Gonen Segev: Israel ex-minister admits spying for Iran
- Published
Former Israeli cabinet minister Gonen Segev is to be jailed for 11 years after he admitted spying for Iran, Israel's justice ministry says.
Segev, who served as energy minister in the 1990s, was allegedly recruited while working as a doctor in Nigeria.
He was accused of leaking details about Israeli officials and security sites.
Segev was detained in Equatorial Guinea in May and extradited to Israel. He pleaded guilty to serious espionage as part of a deal with prosecutors.
The 63-year-old will be formally sentenced at a hearing on 11 February.
There was no immediate comment from the Iranian authorities.
Ever since the Islamic Revolution in 1979, when religious hardliners came to power, Iran's leaders have called for Israel's elimination. Iran rejects Israel's right to exist, considering it an illegitimate occupier of Muslim land.
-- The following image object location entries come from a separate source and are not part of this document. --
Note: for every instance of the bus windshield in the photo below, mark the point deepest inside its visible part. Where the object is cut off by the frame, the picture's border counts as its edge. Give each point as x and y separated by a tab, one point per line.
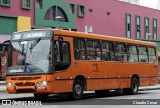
32	56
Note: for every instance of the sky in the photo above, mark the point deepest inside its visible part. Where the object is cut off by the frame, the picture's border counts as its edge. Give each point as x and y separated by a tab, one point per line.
149	3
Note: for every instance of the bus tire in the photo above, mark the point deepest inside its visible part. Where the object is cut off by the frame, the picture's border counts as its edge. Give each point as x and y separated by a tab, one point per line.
133	87
41	97
101	92
77	90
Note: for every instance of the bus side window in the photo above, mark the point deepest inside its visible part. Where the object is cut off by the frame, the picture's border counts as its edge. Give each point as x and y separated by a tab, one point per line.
79	49
62	55
152	54
143	55
108	51
121	52
93	50
132	53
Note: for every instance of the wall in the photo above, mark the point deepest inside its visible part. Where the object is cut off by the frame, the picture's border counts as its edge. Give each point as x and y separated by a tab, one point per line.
16	10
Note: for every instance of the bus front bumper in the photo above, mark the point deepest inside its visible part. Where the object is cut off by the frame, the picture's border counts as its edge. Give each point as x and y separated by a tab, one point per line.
38	88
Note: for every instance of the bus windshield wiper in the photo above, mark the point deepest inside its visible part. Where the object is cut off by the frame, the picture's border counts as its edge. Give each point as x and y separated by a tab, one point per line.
34	43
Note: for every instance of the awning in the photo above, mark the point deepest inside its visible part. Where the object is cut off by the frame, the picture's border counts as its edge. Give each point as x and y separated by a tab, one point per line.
158	54
4	38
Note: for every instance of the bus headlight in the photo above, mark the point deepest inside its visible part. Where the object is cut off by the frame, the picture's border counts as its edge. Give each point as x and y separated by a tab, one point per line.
10	84
42	83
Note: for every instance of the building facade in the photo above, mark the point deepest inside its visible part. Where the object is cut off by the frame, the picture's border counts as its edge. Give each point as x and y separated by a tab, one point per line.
108	17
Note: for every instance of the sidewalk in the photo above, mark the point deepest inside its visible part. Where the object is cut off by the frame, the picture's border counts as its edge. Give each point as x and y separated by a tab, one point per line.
156	87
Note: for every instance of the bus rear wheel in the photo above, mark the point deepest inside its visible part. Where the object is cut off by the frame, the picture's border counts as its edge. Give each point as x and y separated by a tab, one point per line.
41	97
101	92
133	87
77	90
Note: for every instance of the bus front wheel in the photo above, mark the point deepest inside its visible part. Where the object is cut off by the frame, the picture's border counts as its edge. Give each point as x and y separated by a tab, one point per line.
133	87
77	90
41	97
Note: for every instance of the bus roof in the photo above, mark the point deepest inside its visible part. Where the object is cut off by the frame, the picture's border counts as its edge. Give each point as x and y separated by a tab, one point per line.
101	37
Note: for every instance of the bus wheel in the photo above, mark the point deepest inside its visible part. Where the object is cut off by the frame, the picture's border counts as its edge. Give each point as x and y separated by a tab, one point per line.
41	97
101	92
77	90
133	88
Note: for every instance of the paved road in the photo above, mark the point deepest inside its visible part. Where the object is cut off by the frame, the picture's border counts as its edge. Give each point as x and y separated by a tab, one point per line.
112	100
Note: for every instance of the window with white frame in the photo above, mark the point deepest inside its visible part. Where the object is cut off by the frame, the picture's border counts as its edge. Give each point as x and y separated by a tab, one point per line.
155	29
128	25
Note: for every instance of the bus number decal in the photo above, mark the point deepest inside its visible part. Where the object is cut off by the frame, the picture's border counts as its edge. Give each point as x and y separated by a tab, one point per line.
96	68
3	60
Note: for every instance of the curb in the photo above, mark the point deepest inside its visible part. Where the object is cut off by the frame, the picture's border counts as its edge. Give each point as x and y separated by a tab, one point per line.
144	89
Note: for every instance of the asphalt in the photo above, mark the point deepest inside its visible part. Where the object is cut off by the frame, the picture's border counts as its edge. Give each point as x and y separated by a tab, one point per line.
156	87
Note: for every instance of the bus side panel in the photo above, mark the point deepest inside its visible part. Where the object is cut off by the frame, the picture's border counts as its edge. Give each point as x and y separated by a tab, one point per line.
110	76
153	80
4	64
125	73
144	74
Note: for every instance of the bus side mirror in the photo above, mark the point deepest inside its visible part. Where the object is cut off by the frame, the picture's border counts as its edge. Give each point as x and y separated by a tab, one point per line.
64	48
3	50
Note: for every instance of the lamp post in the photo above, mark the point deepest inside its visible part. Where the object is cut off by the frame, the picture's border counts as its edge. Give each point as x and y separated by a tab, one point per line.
58	19
149	35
In 2005, Segev was given a five-year prison sentence after being convicted of trying to smuggle 30,000 ecstasy pills from the Netherlands to Israel using a diplomatic passport with a falsified expiry date.
He also had his licence to practice medicine revoked, but he was allowed to work as a doctor in Nigeria when he moved there after his release from jail in 2007.
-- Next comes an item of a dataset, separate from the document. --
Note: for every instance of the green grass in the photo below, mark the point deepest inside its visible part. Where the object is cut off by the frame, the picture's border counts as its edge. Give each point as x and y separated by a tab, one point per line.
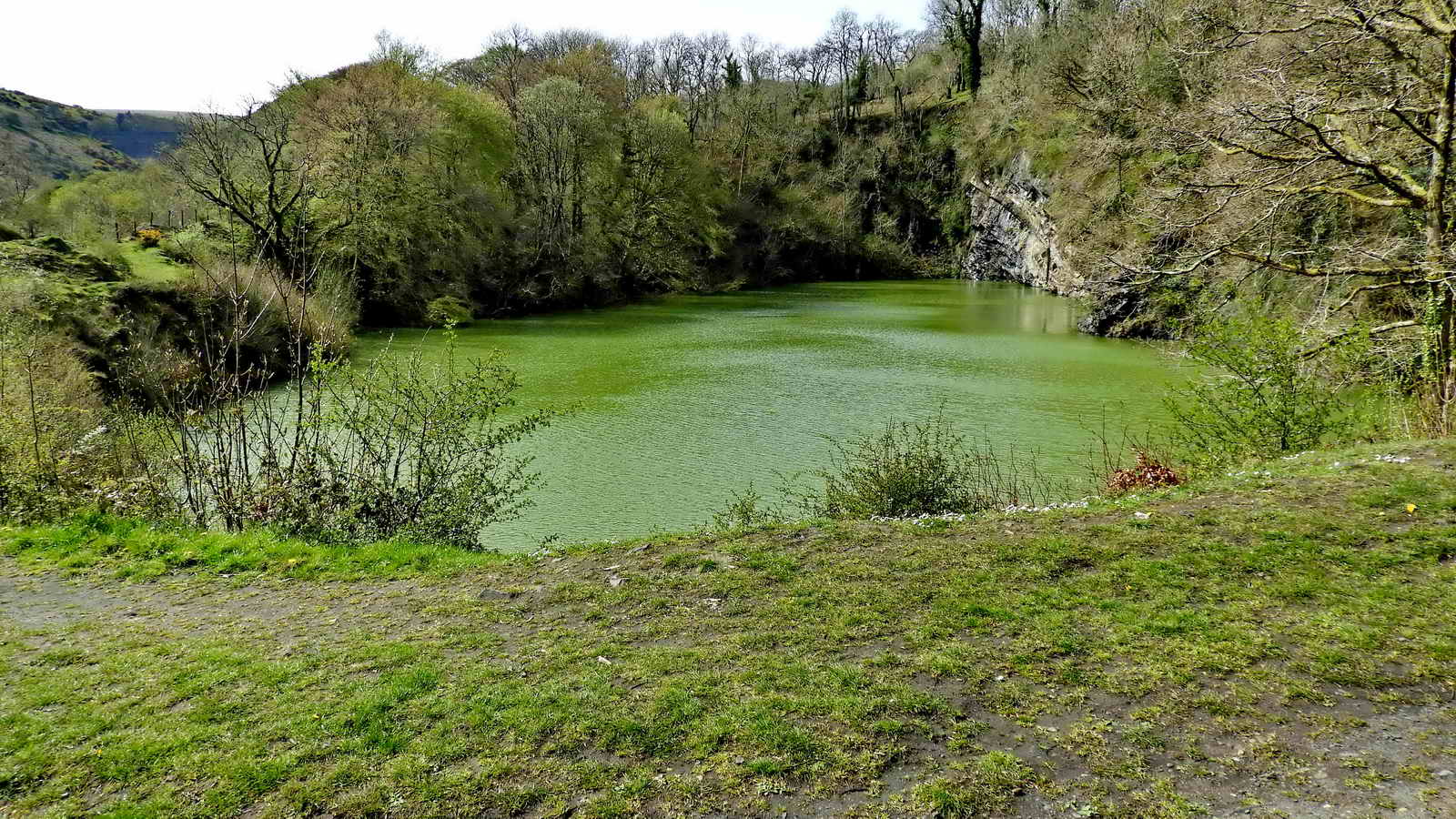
1206	659
149	266
138	550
Israel's internal security service, Shin Bet, said in June that Segev had confessed to making contact with Iranian embassy officials in Nigeria in 2012 and visiting Iran twice to meet his handlers.
He was allegedly given a classified communications system to send coded messages and passed on "information related to the energy sector, security sites in Israel and officials in political and security institutions".
While Segev admitted to the charge of espionage, he reportedly told investigators that he had been trying to "fool the Iranians and come back to Israel a hero", external.
An initial charge of "assisting an enemy during a time of war" was removed from his indictment as part of his plea bargain.
Further details of the case remain under a gag order.
"The district attorney's office wants to reveal more details about the affair, and once it's out, it will be clear that Segev indeed had contacts with Iranians, but not to aid them," Segev's legal team told the newspaper Yedioth Ahronoth, external.
"That is why the treason charge was removed from the amended indictment."